Are Syria’s people owed America’s protection?
Almost a year ago, I wrote about the Obama Doctrine and the “Right to Protect” (R2P) as it was applied to Libya (“Obama’s intervention: Today Libya, tomorrow Israel?” March 30, 2011).
Today, I wonder, if R2P is indeed the policy of the administration, why it is not being used to defend Syrians against the Assad government, as it was invoked to defend Libyans against Kaddafi?
A quick recap is in order.
In 2005, the United Nations General Assembly unanimously affirmed that “when a state proves either unable or unwilling to protect peoples” from mass atrocities occurring within its borders, “that responsibility shifts to the international community.” This principle — R2P — specifies four types of transgressions that warrant foreign intervention: genocide, ethnic cleansing, war crimes, and crimes against humanity.
R2P was invoked as the reason to intervene in Libya, where the United States “led from behind.” President Obama said that Kaddafi has lost his legitimacy and should step down.
As I wondered last March, what constitutes the Obama Doctrine? Is it based on a UN resolution? If it was purely humanitarian, what about Iran, Syria, Lebanon, Bahrain, and Jordan, all of which have used force to quell demonstrations against incumbent governments?
If international, but not congressional, approval for action is necessary for R2P, popular American opinion is irrelevant, although American lives and treasure are at stake.
The situation in Syria has grown progressively worse since March 2011.
A complicating factor with Syria, not present in the Libyan intervention, is the Russian and Chinese vetoes of a UN Security Council resolution calling for Syrian president Bashar al-Assad to step down. Both countries say they perceived the resolution as a potential violation of Syria’s sovereignty, which could allow for military intervention or regime change.
In a TV interview, former member of Russian Joint Chiefs of Staff Col.-Gen. Leonid Ivashov said Russia does not want any military operations to be waged against Iran or Syria, and warned that a strike against Syria or Iran will be considered an indirect strike against Russia and its interests.
Dmitri Trenin, director of the Carnegie Moscow Center, wrote an op-ed about why Russia is supporting Syria. The Russian assessment is that, like Libya, arming and supporting local rebels, the Free Syria Army, will not lead to the overthrow of Assad and a wider conflict is looming, with Turkey, Saudi Arabia, and Iran all being players.
However, Trenin believes, what most worries Russians is that “Israel may strike at Iran, dragging in the United States and thus precipitating a major war with Iran.”
Trenin says the Russians should look to their own policies: “Confronting both America and Europe, even if Western policies are misguided, is clearly at odds with Russia’s wider interests.” However, “having lost $4 billion in Libyan arms and other contracts and facing the prospect of losing an equal amount in potential Syrian trade, Moscow has no other choice but to take a hard line,” he said.
Nicholas Noe, a contributing writer for Bloomberg View, in a New York Times op-ed, said we have to bargain with the devil in Syria.
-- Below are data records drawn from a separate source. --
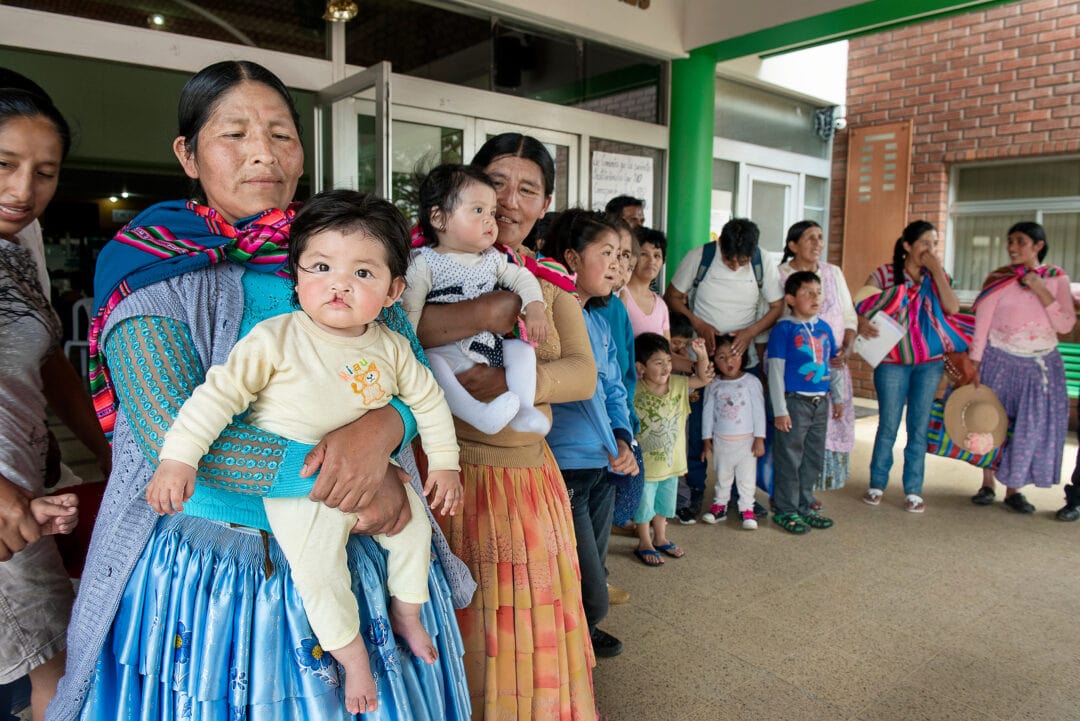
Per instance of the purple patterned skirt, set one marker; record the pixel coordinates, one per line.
(1033, 391)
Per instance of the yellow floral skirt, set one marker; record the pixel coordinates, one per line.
(528, 655)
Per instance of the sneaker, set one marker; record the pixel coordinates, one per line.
(1018, 503)
(697, 498)
(716, 514)
(814, 519)
(605, 645)
(685, 516)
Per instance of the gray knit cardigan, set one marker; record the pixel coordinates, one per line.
(211, 302)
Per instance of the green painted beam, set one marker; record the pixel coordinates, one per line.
(690, 154)
(693, 90)
(865, 17)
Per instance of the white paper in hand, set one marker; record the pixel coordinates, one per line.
(874, 350)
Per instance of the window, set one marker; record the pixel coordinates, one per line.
(989, 199)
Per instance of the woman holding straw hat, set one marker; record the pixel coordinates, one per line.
(1018, 314)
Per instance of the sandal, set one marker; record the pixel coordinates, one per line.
(671, 549)
(814, 519)
(791, 522)
(649, 557)
(914, 504)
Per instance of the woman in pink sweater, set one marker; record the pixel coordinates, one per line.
(1018, 314)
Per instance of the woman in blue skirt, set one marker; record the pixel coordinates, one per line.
(186, 617)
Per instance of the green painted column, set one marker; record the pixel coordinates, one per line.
(690, 154)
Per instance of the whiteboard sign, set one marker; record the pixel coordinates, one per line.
(615, 174)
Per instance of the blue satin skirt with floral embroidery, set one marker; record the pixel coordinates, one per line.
(202, 634)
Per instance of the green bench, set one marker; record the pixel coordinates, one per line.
(1070, 354)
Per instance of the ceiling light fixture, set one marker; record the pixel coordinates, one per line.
(340, 11)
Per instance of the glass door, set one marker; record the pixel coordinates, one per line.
(337, 131)
(420, 139)
(769, 199)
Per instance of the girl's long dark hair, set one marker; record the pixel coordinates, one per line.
(575, 230)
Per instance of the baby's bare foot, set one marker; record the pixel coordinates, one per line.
(405, 620)
(360, 692)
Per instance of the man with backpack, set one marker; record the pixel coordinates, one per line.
(741, 296)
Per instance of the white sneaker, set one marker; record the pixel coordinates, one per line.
(715, 515)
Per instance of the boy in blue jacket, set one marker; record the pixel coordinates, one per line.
(800, 348)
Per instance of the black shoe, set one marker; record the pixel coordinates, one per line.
(685, 516)
(605, 645)
(1018, 503)
(697, 498)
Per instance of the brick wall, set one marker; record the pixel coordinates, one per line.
(993, 84)
(638, 104)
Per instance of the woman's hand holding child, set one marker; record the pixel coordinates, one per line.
(172, 485)
(447, 488)
(536, 322)
(56, 514)
(624, 462)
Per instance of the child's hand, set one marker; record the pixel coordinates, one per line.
(447, 488)
(624, 462)
(56, 514)
(172, 485)
(536, 322)
(758, 448)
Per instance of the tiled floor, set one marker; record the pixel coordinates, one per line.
(963, 613)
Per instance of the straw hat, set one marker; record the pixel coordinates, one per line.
(974, 419)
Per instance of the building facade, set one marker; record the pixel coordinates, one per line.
(990, 97)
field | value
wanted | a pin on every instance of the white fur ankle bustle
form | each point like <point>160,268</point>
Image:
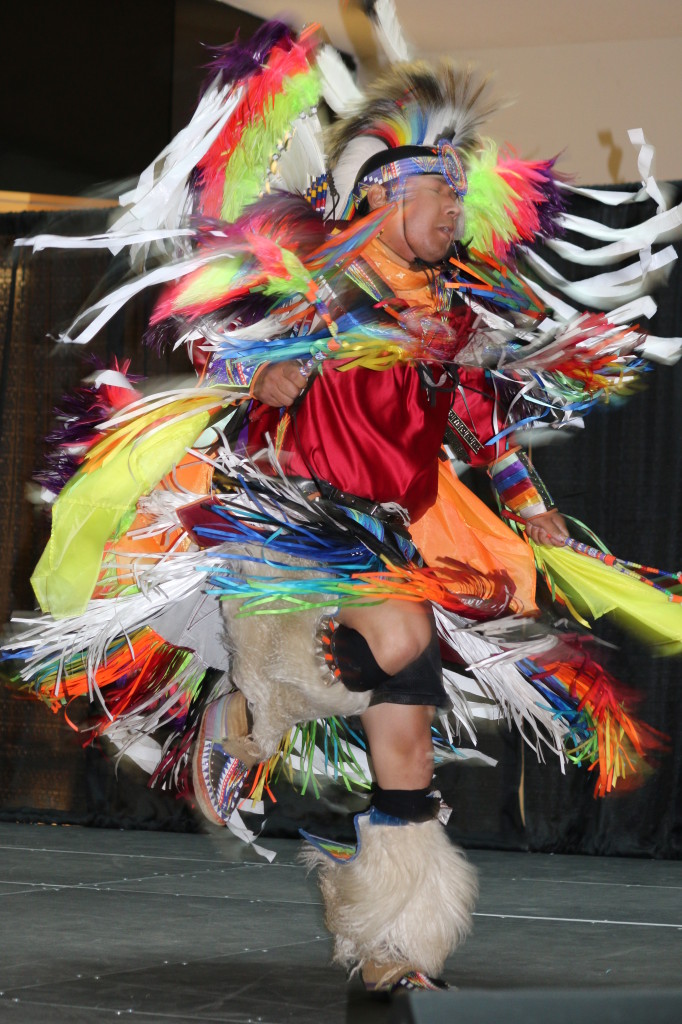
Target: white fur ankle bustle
<point>405,900</point>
Noe believes the likely scenario in Syria is “a bloody last-ditch effort” by Assad, Iran, and Hizbullah to save the Syrian government. Noe writes there are multiple ways Israel could be goaded into a major conflict without it seeming as if Assad or Hizbullah were responsible. To counter this dangerous situation responsibly, the United States and its allies would have to be willing to plan for and then swiftly implement a wide preemptive military strike.
Finding problems with this strategy, Noe counsels a “distasteful” strategy of bargaining with Assad. Noe’s bargain would involve ending demands for Assad to step down in exchange for a permanent UN presence to monitor violence against Syrian civilians and a national reconciliation conference.
As for the United States, the London Telegraph reported that while the White House wants to exhaust all its diplomatic options, the debate in Washington has shifted away from diplomacy and toward military options in Syria.
Any increased violence, either by Assad’s forces against Syrian civilians or due to military intervention by a foreign coalition seeking to oust Assad, in all likelihood, would lead to refugees, Thus, it was reported a month ago that Israel was making preparations for the fall of Assad and a flood of refugees from his minority Alawite sect into the Golan Heights. Imagine what the situation would have been if Israel had returned the Golan under international pressure.
Syria has become one of the world’s geopolitical hotspots. On the regional level, it has the ability to involve not only Syrians, but the Arab world, Turkey, Lebanon, and Israel. Globally, it may lead to confrontation between the United States and Russia. And, on a policy level, we might learn if there is more to R2P than expedient sloganeering.